From (3), it maybe some kind of out of sync problem, I am checking now, however, while layerscope enabled, the animation is usually skipped and make the problem hard to be observed. The slowdown may mislead the observation.
Flags: needinfo?(chung)
Based on the observation above, I found this is a hardware composer bug.
Attached patch V1 (obsolete) — Splinter Review
Let hardware composer skip layer while maskLayer presents.
Attachment #8501587 - Flags: feedback?(sotaro.ikeda.g)
Comment on attachment 8501587 [details] [diff] [review]
V1

Good catch! The patch seems work. I forward the feedback request to Sushil.
Attachment #8501587 - Flags: feedback?(sotaro.ikeda.g) → feedback?(sushilchauhan)
Comment on attachment 8501587 [details] [diff] [review]
V1

Review of attachment 8501587 [details] [diff] [review]:
-----------------------------------------------------------------

If I disable HWComposer from Settings, even then I see a square on the Camera button. It is using GPU Composition now. How is it related to HWC ? I think it is layer painting issue.
Attachment #8501587 - Flags: feedback?(sushilchauhan) → feedback-
I can not observe square icon after disable hwc. Can you provide a video/snapshot shows GPU composition + square icon?

Please enable FPS meter in Settings app and take video. If it uses HWC, the fps counter will not show. I confirmed that yesterday, I may upload my video/snap later.

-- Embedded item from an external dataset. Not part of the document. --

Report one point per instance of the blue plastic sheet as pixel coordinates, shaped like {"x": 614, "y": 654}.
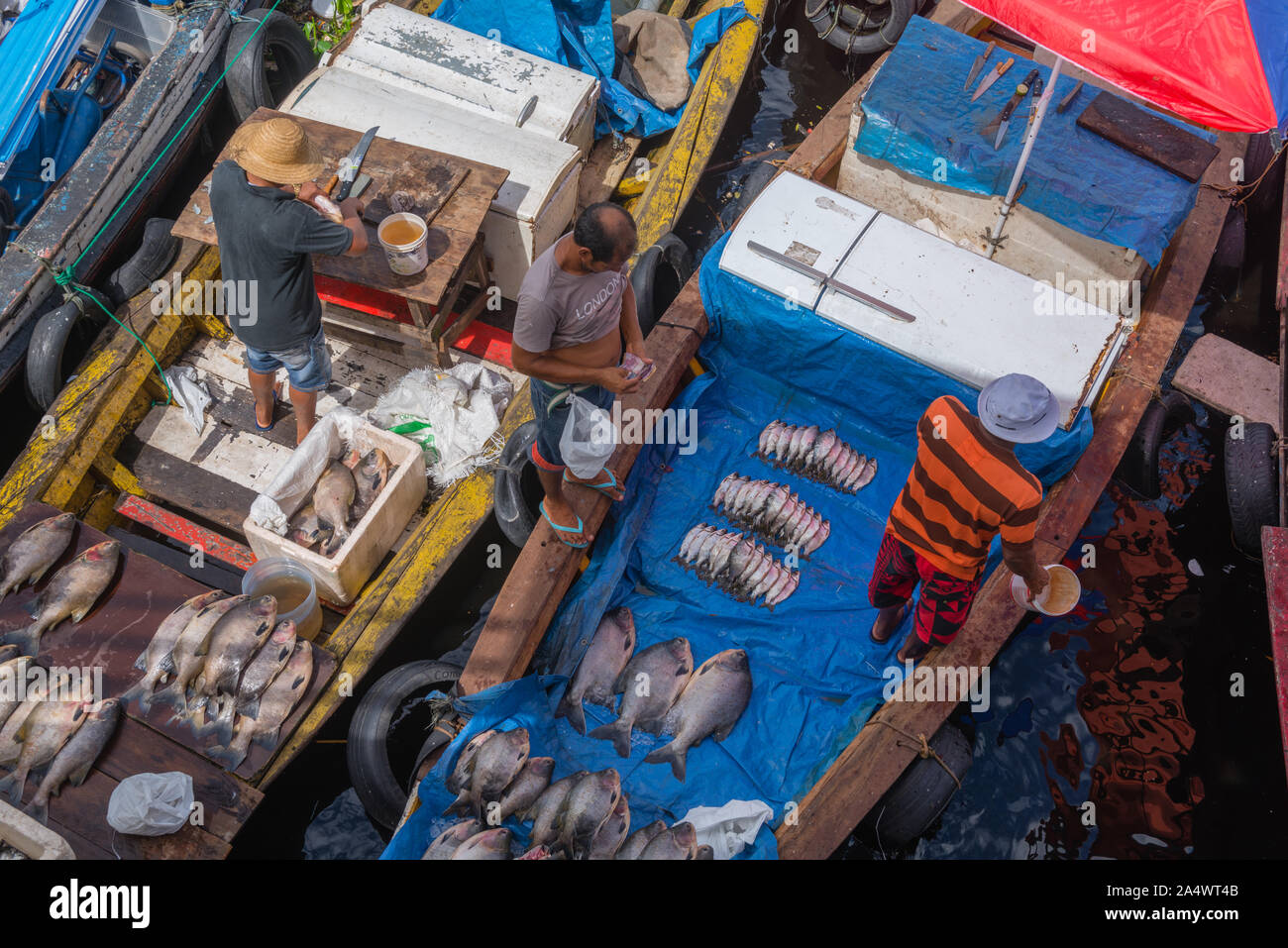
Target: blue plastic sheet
{"x": 580, "y": 34}
{"x": 918, "y": 119}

By the way, does hwc support such kind of ROP?
Sorry, we do not have v2.1 build setup for Flame device and I am busy with other stuff. I had checked it on a H/W Overlay device with v2.1 and disabled HWC from Settings. I verified with logs that it is using GPU Composition and I noticed square image on Camera button. You can check on MADAI with v2.1 build.
I confirmed it on Flame-KK build, and can not reproduce both this and bug 1072830.
While 1072830 hit rate is 100% with older gaia, and this is harder to trigger, I would suggest to try disable HWC and use older gaia to reproduce the problem.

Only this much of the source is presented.